It is the time of the year when we adore Christmas trees. But these are not the only trees we, at Orange team, think about. In fact, through almost life-long professional deformation of being a data scientist, when I think about trees I would often think about classification and regression trees. And they can be beautiful as well. Not only for their elegance in explaining the hidden patterns, but aesthetically, when rendered in Orange. And even more beautiful then a single tree is Orange’s rendering of a forest, that is, a random forest.
A Christmas-lit random forest inferred from pen digits data set looks somehow messy in trying to categorize to ten different classes:
The power of beauty! No wonder random forests are one of the best machine learning tools. Orange renders them according to the idea of Fabian Beck and colleagues who proposed Pythagoras trees for visualizations of hierarchies. The actual implementation for classification and regression trees for Orange was created by Pavlin Policar.
Classification Trees are great, but how about when they overgrow even your 27” screen? Can we make the tree fit snugly onto the screen and still tell the whole story? Well, yes we can.
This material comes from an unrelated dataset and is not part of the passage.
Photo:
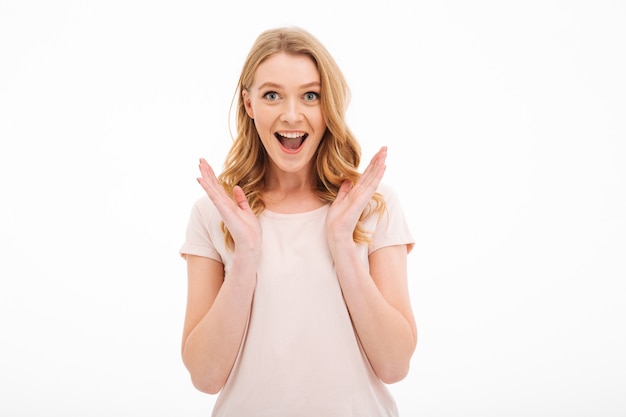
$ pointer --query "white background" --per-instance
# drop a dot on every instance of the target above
(506, 129)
Pythagorean Tree widget will show you the same information as Classification Tree, but way more concisely. Pythagorean Trees represent nodes with squares whose size is proportionate to the number of covered training instances. Once the data is split into two subsets, the corresponding new squares form a right triangle on top of the parent square. Hence Pythagorean Tree. Every square has the color of the prevalent, with opacity indicating the relative proportion of the majority class in the subset. Details are shown in hover balloons.
When you hover over a square in Pythagorean Tree, a whole line of parent and child squares/nodes is highlighted. Clicking on a square/node outputs the selected subset, just like in Classification Tree.
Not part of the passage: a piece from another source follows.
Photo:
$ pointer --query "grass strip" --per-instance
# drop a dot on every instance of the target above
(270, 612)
Another amazing addition to Orange’s Visualization set is Pythagorean Forest, which is a visualization of Random Forest algorithm. Random Forest takes N samples from a data set with N instances, but with replacement. Then a tree is grown for each sample, which alleviates the Classification Tree’s tendency to overfit the data. Pythagorean Forest is a concise visualization of Random Forest, with each Pythagorean Tree plotted side by side.
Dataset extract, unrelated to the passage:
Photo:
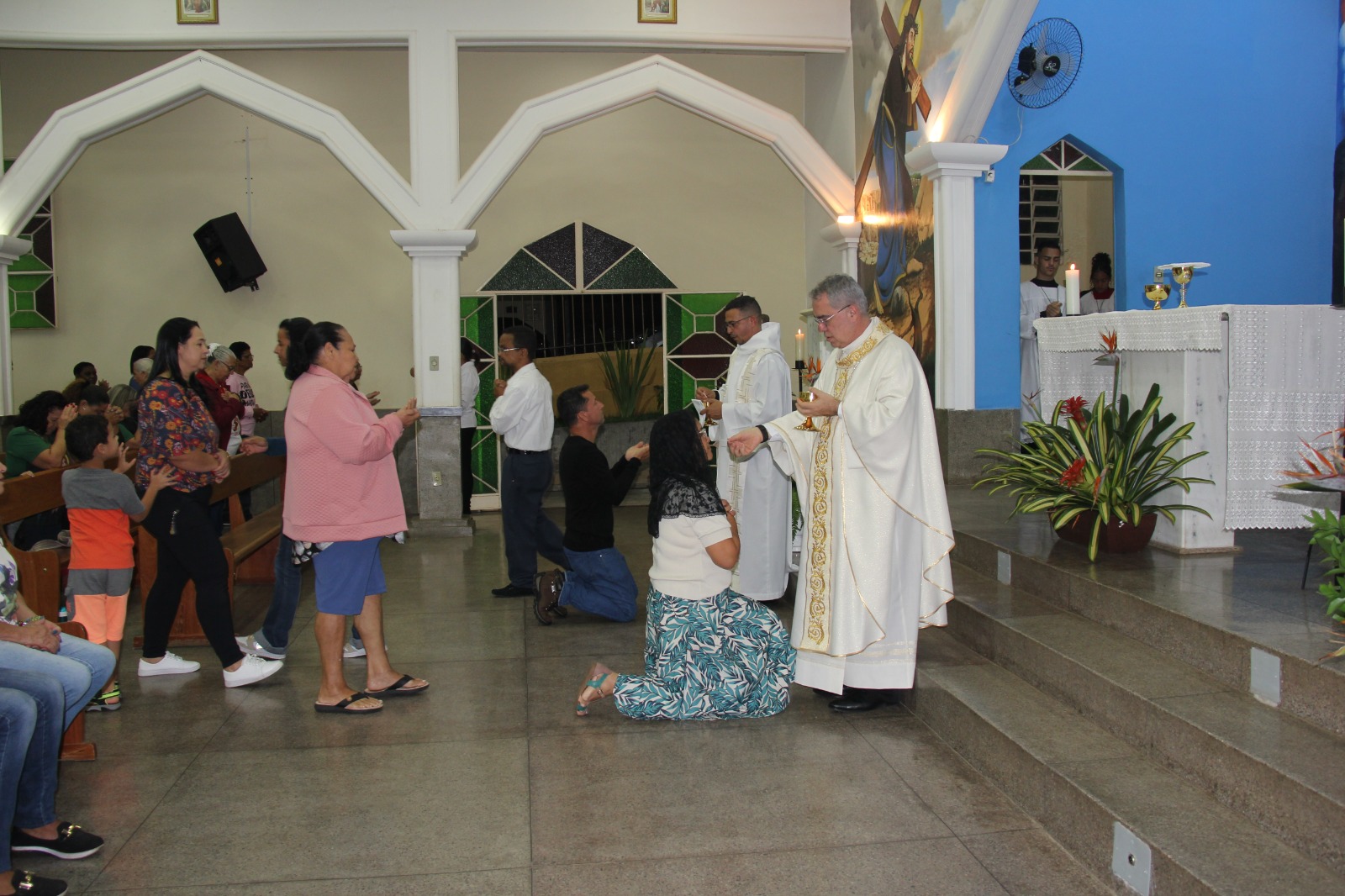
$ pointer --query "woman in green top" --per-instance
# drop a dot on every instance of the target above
(40, 440)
This makes Pythagorean Forest a great tool to explain how Random Forest works or to further explore each tree in Pythagorean Tree widget.
Pythagorean trees are a new addition to Orange. Their implementation has been inspired by a recent paper on Generalized Pythagoras Trees for Visualizing Hierarchies by Fabian Beck, Michael Burch, Tanja Munz, Lorenzo Di Silvestro and Daniel Weiskopf that was presented in at the 5th International Conference on Information Visualization Theory and Applications in 2014.